Keywords animal breeding; animal genetics; genetic trend; genetic variance; phenotypic trend

Resumen

El objetivo de esta investigación fue determinar la tendencia genética y fenotípica de la producción de leche (PL) de vacas Holstein de un establo del valle de Huaura, Perú. Se evaluaron 2.590 hembras (vacas y terneras) para el cálculo de los valores genéticos estimados (VGE) y 2.862 lactaciones estandarizadas a 305 días y dos ordeños diarios, del primer al quinto parto de 1.892 vacas del periodo 1999-2017, mediante un modelo animal de medidas repetidas. Con el software ASReml, se estimó una heredabilidad (h2) de 0,16 (error estándar 0,03) y una repetibilidad (r) de 0,28 (0,025). Las tendencias se estimaron mediante regresión lineal usando el paquete estadístico SAS v.9.4. Los VGE para la PL de las vacas y terneras tienen una media de +200,9 (16,1) kg y +148,7 (9,7) kg, respectivamente, con más del 70 % de valores positivos. La tendencia genética para PL de las hembras fue -2,4 (2,1) kg/año. Se estimó una tendencia fenotípica para PL de +294,3 (24,9) kg/año. Se concluye que la tendencia fenotípica es favorable debido a mejoras en aspectos no genéticos, ya que la h2 indica que la PL está influenciada principalmente por el ambiente y, en menor medida, por la varianza genética aditiva del carácter. La tendencia genética para la PL de hembras fue negativa. Sin embargo, los VGE para PL de las hembras vivas sugieren que a futuro, el establo puede incrementar la tendencia genética para PL.

Palabras clave genética animal; mejoramiento animal; tendencia fenotípica; tendencia genética; varianza genética

Introduction

In 2017, more than 2 tons of cow milk were produced in Peru, representing an increase of 3 % compared to 2016 (Sistema Integrado de Estadística Agraria [SIEA], 2017). This increase in the levels of national milk production is due to the higher production obtained in the different departments. Environmental and genetic factors influence milk production, and the latter are the only ones that can be transmitted from parents to offspring (Amorim, 2006).
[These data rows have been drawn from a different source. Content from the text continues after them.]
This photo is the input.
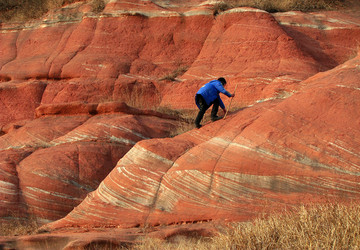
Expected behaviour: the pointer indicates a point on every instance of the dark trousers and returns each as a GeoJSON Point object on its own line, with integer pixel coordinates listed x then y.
{"type": "Point", "coordinates": [203, 107]}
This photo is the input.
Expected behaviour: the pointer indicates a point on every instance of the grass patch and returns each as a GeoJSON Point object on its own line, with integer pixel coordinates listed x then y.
{"type": "Point", "coordinates": [330, 226]}
{"type": "Point", "coordinates": [18, 226]}
{"type": "Point", "coordinates": [280, 5]}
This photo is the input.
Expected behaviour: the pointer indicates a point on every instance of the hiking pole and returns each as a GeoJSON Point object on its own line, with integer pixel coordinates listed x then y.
{"type": "Point", "coordinates": [230, 103]}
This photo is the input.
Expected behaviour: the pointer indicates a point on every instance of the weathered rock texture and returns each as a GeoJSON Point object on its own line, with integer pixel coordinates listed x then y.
{"type": "Point", "coordinates": [71, 142]}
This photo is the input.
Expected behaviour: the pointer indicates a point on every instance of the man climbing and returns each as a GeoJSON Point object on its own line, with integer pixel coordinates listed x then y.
{"type": "Point", "coordinates": [209, 95]}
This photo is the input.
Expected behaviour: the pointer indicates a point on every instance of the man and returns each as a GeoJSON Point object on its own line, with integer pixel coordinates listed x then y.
{"type": "Point", "coordinates": [209, 95]}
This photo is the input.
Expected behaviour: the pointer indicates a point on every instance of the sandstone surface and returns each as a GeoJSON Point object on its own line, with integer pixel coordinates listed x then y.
{"type": "Point", "coordinates": [82, 146]}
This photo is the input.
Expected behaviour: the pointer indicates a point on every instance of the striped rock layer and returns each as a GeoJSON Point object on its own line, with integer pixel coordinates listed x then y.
{"type": "Point", "coordinates": [300, 150]}
{"type": "Point", "coordinates": [67, 81]}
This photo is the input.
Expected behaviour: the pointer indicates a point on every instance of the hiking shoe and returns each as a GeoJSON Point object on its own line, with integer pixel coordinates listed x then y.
{"type": "Point", "coordinates": [215, 118]}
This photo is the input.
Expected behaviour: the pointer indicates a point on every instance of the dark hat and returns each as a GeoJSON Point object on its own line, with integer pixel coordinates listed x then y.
{"type": "Point", "coordinates": [222, 80]}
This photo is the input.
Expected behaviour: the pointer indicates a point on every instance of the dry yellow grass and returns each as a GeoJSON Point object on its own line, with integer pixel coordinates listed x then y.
{"type": "Point", "coordinates": [282, 5]}
{"type": "Point", "coordinates": [330, 226]}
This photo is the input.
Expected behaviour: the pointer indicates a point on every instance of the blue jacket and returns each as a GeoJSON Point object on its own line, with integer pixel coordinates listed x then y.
{"type": "Point", "coordinates": [210, 91]}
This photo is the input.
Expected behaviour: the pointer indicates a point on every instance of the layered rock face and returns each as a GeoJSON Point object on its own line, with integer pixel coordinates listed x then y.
{"type": "Point", "coordinates": [71, 140]}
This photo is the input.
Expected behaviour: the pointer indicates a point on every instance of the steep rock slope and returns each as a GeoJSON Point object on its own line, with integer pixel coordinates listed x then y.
{"type": "Point", "coordinates": [300, 150]}
{"type": "Point", "coordinates": [64, 79]}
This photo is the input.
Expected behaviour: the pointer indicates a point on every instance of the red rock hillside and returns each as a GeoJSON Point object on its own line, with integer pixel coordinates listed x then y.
{"type": "Point", "coordinates": [82, 145]}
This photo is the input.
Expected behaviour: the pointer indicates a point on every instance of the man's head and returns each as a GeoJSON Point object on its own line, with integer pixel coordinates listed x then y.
{"type": "Point", "coordinates": [222, 80]}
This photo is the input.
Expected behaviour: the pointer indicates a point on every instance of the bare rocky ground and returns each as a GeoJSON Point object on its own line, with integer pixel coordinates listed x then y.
{"type": "Point", "coordinates": [84, 151]}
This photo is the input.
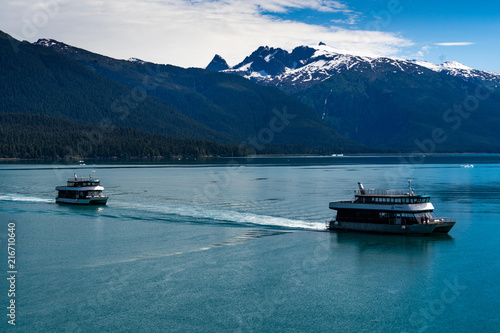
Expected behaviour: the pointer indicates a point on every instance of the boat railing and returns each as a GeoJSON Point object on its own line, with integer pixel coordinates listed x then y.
{"type": "Point", "coordinates": [83, 179]}
{"type": "Point", "coordinates": [442, 219]}
{"type": "Point", "coordinates": [381, 192]}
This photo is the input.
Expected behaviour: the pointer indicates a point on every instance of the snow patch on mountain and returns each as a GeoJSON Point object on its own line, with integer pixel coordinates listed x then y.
{"type": "Point", "coordinates": [306, 66]}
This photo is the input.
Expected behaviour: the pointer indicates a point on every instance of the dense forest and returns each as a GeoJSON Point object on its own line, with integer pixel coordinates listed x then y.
{"type": "Point", "coordinates": [33, 136]}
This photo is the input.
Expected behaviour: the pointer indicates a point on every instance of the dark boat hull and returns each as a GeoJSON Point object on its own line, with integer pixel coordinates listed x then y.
{"type": "Point", "coordinates": [415, 229]}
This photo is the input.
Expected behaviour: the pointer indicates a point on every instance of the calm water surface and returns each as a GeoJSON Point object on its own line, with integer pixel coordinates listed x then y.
{"type": "Point", "coordinates": [241, 246]}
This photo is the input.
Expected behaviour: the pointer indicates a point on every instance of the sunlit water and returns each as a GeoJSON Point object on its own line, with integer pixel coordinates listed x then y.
{"type": "Point", "coordinates": [241, 246]}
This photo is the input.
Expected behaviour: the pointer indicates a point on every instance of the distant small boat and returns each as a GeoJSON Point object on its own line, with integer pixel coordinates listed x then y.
{"type": "Point", "coordinates": [389, 211]}
{"type": "Point", "coordinates": [81, 191]}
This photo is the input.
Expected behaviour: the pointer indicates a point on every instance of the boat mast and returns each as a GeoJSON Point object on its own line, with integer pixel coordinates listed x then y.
{"type": "Point", "coordinates": [409, 187]}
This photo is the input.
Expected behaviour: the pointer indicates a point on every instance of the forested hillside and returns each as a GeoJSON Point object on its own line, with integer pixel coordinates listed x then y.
{"type": "Point", "coordinates": [38, 136]}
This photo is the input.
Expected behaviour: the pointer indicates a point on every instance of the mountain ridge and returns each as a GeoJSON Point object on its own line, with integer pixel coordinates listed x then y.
{"type": "Point", "coordinates": [384, 102]}
{"type": "Point", "coordinates": [309, 65]}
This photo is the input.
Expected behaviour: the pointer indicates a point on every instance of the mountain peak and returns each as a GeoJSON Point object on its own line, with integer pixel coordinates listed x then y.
{"type": "Point", "coordinates": [217, 64]}
{"type": "Point", "coordinates": [454, 65]}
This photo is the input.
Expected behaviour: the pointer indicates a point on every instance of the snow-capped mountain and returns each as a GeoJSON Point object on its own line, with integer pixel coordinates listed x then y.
{"type": "Point", "coordinates": [306, 66]}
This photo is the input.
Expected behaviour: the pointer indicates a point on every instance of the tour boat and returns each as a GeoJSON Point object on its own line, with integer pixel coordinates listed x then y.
{"type": "Point", "coordinates": [389, 211]}
{"type": "Point", "coordinates": [82, 191]}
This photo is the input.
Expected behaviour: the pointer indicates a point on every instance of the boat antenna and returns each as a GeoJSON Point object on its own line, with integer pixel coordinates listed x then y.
{"type": "Point", "coordinates": [361, 188]}
{"type": "Point", "coordinates": [409, 187]}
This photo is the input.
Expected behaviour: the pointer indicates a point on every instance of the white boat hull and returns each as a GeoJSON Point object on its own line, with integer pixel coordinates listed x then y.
{"type": "Point", "coordinates": [83, 201]}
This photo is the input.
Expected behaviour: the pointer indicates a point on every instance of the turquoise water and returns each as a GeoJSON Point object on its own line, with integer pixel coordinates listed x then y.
{"type": "Point", "coordinates": [240, 246]}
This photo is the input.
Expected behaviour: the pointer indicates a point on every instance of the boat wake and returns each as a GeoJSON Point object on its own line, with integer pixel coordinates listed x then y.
{"type": "Point", "coordinates": [246, 237]}
{"type": "Point", "coordinates": [232, 217]}
{"type": "Point", "coordinates": [24, 198]}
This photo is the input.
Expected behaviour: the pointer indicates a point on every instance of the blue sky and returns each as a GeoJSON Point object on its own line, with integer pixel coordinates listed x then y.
{"type": "Point", "coordinates": [189, 32]}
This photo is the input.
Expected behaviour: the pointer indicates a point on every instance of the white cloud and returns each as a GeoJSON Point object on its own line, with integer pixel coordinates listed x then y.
{"type": "Point", "coordinates": [190, 32]}
{"type": "Point", "coordinates": [454, 44]}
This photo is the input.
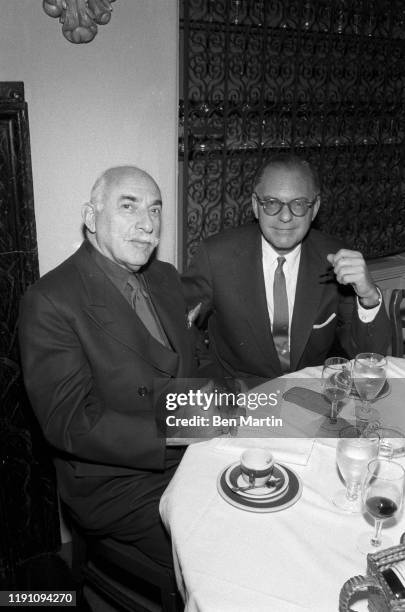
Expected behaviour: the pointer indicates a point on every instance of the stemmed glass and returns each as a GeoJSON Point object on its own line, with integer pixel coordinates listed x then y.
{"type": "Point", "coordinates": [336, 384]}
{"type": "Point", "coordinates": [382, 494]}
{"type": "Point", "coordinates": [369, 375]}
{"type": "Point", "coordinates": [353, 454]}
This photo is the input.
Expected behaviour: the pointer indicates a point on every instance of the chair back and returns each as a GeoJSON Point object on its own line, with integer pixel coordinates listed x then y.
{"type": "Point", "coordinates": [123, 575]}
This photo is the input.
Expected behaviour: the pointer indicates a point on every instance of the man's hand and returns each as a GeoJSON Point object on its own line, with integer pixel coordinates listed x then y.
{"type": "Point", "coordinates": [351, 269]}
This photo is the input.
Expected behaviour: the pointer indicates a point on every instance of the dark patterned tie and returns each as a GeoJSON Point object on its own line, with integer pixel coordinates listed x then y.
{"type": "Point", "coordinates": [140, 302]}
{"type": "Point", "coordinates": [280, 316]}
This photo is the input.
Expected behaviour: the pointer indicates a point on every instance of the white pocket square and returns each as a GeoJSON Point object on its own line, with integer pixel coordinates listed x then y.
{"type": "Point", "coordinates": [328, 320]}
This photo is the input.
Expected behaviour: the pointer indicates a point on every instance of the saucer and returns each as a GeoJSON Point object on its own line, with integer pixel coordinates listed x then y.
{"type": "Point", "coordinates": [273, 501]}
{"type": "Point", "coordinates": [234, 479]}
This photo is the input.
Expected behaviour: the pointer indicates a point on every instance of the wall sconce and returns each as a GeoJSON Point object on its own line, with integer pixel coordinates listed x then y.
{"type": "Point", "coordinates": [79, 18]}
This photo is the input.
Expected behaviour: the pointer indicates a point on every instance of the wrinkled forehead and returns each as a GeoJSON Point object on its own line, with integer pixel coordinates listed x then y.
{"type": "Point", "coordinates": [134, 182]}
{"type": "Point", "coordinates": [292, 181]}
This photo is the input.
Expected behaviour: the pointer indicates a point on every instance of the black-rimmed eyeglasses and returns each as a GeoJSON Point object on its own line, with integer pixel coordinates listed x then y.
{"type": "Point", "coordinates": [298, 207]}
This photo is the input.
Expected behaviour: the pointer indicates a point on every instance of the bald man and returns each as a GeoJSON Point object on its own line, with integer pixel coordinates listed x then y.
{"type": "Point", "coordinates": [277, 295]}
{"type": "Point", "coordinates": [94, 334]}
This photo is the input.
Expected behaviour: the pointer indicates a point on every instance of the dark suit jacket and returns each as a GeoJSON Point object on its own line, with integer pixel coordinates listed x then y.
{"type": "Point", "coordinates": [90, 366]}
{"type": "Point", "coordinates": [226, 275]}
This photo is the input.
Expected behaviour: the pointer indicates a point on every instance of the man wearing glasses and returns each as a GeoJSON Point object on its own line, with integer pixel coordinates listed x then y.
{"type": "Point", "coordinates": [278, 296]}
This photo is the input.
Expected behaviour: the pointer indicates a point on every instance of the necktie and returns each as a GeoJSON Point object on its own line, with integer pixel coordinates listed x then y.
{"type": "Point", "coordinates": [140, 302]}
{"type": "Point", "coordinates": [280, 316]}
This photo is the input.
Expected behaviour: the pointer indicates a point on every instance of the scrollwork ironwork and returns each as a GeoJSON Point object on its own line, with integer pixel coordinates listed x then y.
{"type": "Point", "coordinates": [326, 80]}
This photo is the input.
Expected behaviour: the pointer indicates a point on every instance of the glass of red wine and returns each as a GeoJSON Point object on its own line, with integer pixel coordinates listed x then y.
{"type": "Point", "coordinates": [382, 494]}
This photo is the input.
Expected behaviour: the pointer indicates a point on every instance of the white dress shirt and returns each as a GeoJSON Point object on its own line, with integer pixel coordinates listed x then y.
{"type": "Point", "coordinates": [290, 269]}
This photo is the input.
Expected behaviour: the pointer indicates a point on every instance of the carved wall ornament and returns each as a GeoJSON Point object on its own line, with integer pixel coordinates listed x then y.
{"type": "Point", "coordinates": [79, 18]}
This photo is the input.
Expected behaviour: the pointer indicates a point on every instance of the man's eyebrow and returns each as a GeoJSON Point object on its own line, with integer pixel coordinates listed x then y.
{"type": "Point", "coordinates": [134, 199]}
{"type": "Point", "coordinates": [129, 197]}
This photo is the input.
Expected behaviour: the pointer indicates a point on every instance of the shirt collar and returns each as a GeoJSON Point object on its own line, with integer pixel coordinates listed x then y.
{"type": "Point", "coordinates": [117, 274]}
{"type": "Point", "coordinates": [271, 255]}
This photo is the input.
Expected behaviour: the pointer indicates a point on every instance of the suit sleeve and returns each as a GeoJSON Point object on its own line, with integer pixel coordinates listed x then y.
{"type": "Point", "coordinates": [74, 417]}
{"type": "Point", "coordinates": [358, 337]}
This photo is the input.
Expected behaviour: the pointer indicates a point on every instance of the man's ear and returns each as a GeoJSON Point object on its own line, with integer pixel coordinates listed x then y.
{"type": "Point", "coordinates": [316, 207]}
{"type": "Point", "coordinates": [89, 216]}
{"type": "Point", "coordinates": [255, 207]}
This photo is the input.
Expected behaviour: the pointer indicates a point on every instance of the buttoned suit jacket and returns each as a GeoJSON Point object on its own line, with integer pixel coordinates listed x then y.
{"type": "Point", "coordinates": [90, 367]}
{"type": "Point", "coordinates": [226, 276]}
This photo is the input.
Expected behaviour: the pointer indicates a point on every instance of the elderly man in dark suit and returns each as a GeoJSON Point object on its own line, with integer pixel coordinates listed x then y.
{"type": "Point", "coordinates": [277, 295]}
{"type": "Point", "coordinates": [95, 334]}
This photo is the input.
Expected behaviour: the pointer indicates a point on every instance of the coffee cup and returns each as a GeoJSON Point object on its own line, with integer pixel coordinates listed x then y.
{"type": "Point", "coordinates": [256, 465]}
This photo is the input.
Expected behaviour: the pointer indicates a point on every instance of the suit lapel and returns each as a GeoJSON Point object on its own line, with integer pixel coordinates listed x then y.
{"type": "Point", "coordinates": [307, 298]}
{"type": "Point", "coordinates": [109, 309]}
{"type": "Point", "coordinates": [249, 283]}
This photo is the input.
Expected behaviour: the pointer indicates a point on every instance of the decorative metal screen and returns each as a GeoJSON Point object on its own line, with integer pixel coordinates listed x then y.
{"type": "Point", "coordinates": [324, 79]}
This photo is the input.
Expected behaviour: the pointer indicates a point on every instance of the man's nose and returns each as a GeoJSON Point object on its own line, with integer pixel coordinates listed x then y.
{"type": "Point", "coordinates": [285, 214]}
{"type": "Point", "coordinates": [144, 221]}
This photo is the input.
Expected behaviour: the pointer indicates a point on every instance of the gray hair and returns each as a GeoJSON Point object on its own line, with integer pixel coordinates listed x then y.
{"type": "Point", "coordinates": [108, 178]}
{"type": "Point", "coordinates": [290, 162]}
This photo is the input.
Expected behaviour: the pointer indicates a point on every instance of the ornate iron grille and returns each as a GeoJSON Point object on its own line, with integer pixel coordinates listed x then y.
{"type": "Point", "coordinates": [324, 79]}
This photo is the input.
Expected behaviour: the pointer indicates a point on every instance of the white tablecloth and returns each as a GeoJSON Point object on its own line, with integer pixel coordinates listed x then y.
{"type": "Point", "coordinates": [230, 560]}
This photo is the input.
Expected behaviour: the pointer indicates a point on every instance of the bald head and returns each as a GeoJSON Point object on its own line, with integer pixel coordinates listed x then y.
{"type": "Point", "coordinates": [291, 164]}
{"type": "Point", "coordinates": [123, 216]}
{"type": "Point", "coordinates": [114, 176]}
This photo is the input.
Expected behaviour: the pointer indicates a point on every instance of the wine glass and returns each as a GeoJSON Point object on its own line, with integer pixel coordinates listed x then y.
{"type": "Point", "coordinates": [336, 384]}
{"type": "Point", "coordinates": [353, 453]}
{"type": "Point", "coordinates": [369, 375]}
{"type": "Point", "coordinates": [382, 494]}
{"type": "Point", "coordinates": [392, 441]}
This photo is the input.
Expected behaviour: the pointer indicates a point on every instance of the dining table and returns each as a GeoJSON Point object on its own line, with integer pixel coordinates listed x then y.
{"type": "Point", "coordinates": [290, 557]}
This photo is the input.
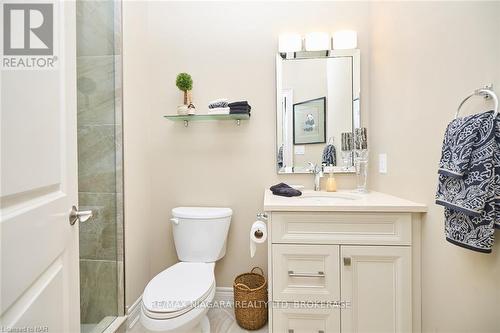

Thus, the genetic value is the most recommended estimate for the selection of animals as future reproducers. Missanjo et al. (2012) pointed out that the behavior of the mean values per year defines a genetic tendency that will help to establish the future genetic direction of the herd; therefore, it is crucial to perform an analysis of the phenotypic and genetic tendencies of the desired trait to know the behavior of genetic and phenotypic values over time.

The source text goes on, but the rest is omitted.